Bardowie, z drugiej strony, byli tymi, którzy wychwalali czyny i odwagę wojowników plemienia. Kultura celtycka nie była kulturą historyczną, co znaczy, że nie ma spisanej historii; była to historia przekazywana ustnie; nie oznacza to, że była ona łatwo zapominana, bowiem w dziejach, kultury opierające się na ustnych przekazach historycznych przykładają do nich większą wagę niż te oparte na przekazach piśmiennych. Zakłada się, iż szczególnie dobrzy w tym byli bardowie, gdyż słowa w postaci pieśni są łatwiejsze do zapamiętania.

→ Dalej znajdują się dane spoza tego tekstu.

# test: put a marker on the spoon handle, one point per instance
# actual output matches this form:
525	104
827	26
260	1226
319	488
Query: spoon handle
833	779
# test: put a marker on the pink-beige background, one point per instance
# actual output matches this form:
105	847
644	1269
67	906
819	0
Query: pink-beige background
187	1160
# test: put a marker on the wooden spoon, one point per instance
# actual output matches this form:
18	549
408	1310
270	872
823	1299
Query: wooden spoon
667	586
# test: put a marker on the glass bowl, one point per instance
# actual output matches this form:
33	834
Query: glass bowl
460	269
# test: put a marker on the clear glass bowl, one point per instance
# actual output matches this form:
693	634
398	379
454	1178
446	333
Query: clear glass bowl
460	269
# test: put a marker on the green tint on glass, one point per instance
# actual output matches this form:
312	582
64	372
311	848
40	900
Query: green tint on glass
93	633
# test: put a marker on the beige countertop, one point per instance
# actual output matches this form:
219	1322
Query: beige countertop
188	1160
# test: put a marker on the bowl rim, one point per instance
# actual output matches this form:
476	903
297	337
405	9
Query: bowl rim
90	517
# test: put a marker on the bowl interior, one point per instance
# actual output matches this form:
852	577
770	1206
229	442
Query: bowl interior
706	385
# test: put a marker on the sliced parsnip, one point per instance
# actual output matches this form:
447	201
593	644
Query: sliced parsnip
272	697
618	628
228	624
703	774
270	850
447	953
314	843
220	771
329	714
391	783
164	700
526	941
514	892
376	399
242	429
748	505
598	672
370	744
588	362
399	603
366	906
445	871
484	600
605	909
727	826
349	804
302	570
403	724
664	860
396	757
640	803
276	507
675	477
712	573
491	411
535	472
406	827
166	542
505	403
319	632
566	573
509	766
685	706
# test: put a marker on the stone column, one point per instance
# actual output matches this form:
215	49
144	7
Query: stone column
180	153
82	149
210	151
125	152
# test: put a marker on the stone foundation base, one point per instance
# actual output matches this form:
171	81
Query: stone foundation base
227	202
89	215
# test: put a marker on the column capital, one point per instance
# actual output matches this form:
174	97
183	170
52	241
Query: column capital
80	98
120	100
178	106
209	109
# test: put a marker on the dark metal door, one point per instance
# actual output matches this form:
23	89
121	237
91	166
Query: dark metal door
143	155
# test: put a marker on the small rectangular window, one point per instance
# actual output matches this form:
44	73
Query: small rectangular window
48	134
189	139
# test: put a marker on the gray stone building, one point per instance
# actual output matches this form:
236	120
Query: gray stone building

Mogła w dodatku istnieć klasa "jasnowidzów" lub "proroków". Strabon nazywa ich vates, od celtyckiego słowa oznaczającego "zainspirowany" lub "ekstatyczny". Jest przeto całkiem możliwe, iż społeczeństwo celtyckie posiadało nie tylko element opartej na rytuałach i cudotwórstwie religii druidów, ale również szamański element kontaktu z zaświatami (światem umarłych).